Money is a short-term motivator that's often used to get us to do something that most people hate doing. Eventually, we too will tire quickly of a poor job even if it pays huge amounts of money. The money will quickly become secondary to our sense of purpose on this earth and our overall state of well-being.
reflectingmonkey51-55, M
@SandWitch you're right, I've explored many professions and in the last few years I was thinking more about money but what I really want is to find something that would feel like my calling. I like how you think and express yourself, you remind me of me, even if it might be strange to say that.
SandWitch26-30, F
@reflectingmonkey
I remind you of you? That's a compliment to me since my first language is not English!

Sometimes a hobby we have is actually our 'calling' in life and in some cases, we can make a living by simply doing our hobby.

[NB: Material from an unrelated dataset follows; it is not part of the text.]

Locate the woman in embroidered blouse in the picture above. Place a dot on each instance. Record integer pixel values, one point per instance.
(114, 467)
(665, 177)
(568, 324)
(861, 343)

Sometimes our calling cannot be classified as a 'profession' at all and presents itself more like an occupation than a profession. Either way, you have to do what you love doing or you'll soon be looking for a new job somewhere else which can be a repeating cycle as you jump from one employer to another. In that case, where the real problem lies in our choice of work, not who we work for to do that work.

If we find ourselves changing employers frequently to do the same type of work at each place and if we looked deeper into our motivation for changing employers, we'd find that we are not really fulfilling our calling which will prove itself to be the root cause of our motivation for change for the sake of change.
reflectingmonkey51-55, M
@SandWitch may I ask what is your first language? my first language is french, my second is english but I am fairly fluent in spanish because I travelled a lot in spanish speaking countries and hhad a girlfriend for 4 years who is spanish speaking, from Venezuela. we left each other a few months ago.
SandWitch26-30, F
@reflectingmonkey
As I have inferred in my profile notes, my first language is Swedish. I learned English as a second language which was a mandatory subject in school, but my ability to practice speaking or writing English was limited because I lived in northern Sweden at the Arctic Circle and adjacent to the border with Finland which is a rural, non-cosmopolitan environment.
reflectingmonkey51-55, M
@SandWitch wow, that is awesome!! it must be beautiful over there. so I imagine you get some days that are always sunlight and days that are always night? is there good downhill skiing ?
SandWitch26-30, F
@reflectingmonkey
That is true, some nights are painfully long (which can also be good!)and some days are painfully short (which can also be good!). Sweden is mainly a country with hilly countryside but the only true mountainous area for downhill skiing is along the Swedish border with Norway where the mountains rise about 6000 feet.